Nous sommes un journal
Nous sommes un journal © capture d'écran

Bruno Ledoux va reprendre l'entier contrôle de Libération menacé de faillite. Il possédait jusqu'à présent 26% du journal et une partie de l'immeuble de la rue Béranger. Le tribunal de commerce de Paris a validé son projet d'injecter 18 millions d'euros d'ici à juin. Pour payer les salaires d'avril et retrouver un peu de trésorerie, le désormais unique propriétaire du titre va également prêter en urgence 4 millions d'euros.

L'homme d'affaire a démarché d'autres investisseurs pour le rejoindre, notamment Patrick Drahi, PDG du groupe Altice et Numéricable et récent acquéreur de SFR. L'entourage de Patrick Drahi n'a pas rejeté la proposition mais estime qu'elle ne fait pas partie des priorités d'Altice. Aucun actionnaire actuel, Edouard de Rothschild ou l'Italien Ersel, n'a souhaité participer à cette opération financière. Bruno Ledoux va donc devenir l'unique propriétaire de Libération co-fondé en 1973 par Jean-Paul Sartre.
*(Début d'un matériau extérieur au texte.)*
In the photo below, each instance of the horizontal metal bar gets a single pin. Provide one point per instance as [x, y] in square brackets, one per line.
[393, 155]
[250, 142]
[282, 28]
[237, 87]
La défiance de sa rédaction

Les salariés de Libération s'opposent depuis plusieurs mois au projet de Bruno Ledoux qui voudrait valoriser le journal en l'adossant à un vaste projet comprenant un réseau social, des contenus multimédia, un espace culturel, une Libé TV voire un restaurant sur la terrasse de l'immeuble du journal. La rédaction estime que les valeurs du journal seraient mises en péril avec ce projet. Chaque jour, ils écrivent sur leur quotidien de journal en lutte sous la rubrique "Nous sommes un journal."

La décision du tribunal de commerce donne les coudées franches à Bruno Ledoux qui va pouvoir réorganiser le journal avec le président du directoire François Moulias, et le nouveau directeur opérationnel, Pierre Fraidenraich. Ils devront notamment nommer un directeur de la rédaction et décider de conserver l'immeuble du journal ou de déménager.

La crainte d'un plan social

Les syndicats ont demandé la tenue dans la semaine d'un comité d'entreprise pour connaître dans le détail les plans de la direction. Ils craignent notamment un plan social. "Pour l'instant, c'est une bouffée d'air, a réagi auprès de l'AFP, la déléguée CGT Fatima Brahmi, mais on est dans l'attente du reste de l'argent car les quatre millions d'euros ne suffiront pas." De son côté, le délégué Sud Tonino Serafini explique : "on est à la fois rassurés d'être sortis de la cessation de paiement mais on sera très vigilants pour la suite, car il reste des questions en suspens dont les postes de patrons du journal et de directeur de la rédaction à pourvoir."

Libération est au bord de la faillite. Ses ventes ont chuté de près de 15% en un an avec 89 000 exemplaires vendus en février, contre 160 000 par jour en 2000.Depuis 2009, les ventes en kiosque (29 000 exemplaires en février) ont été divisées par deux. En mars dernier, le journal comptait 230 salariés dont environ 150 journalistes.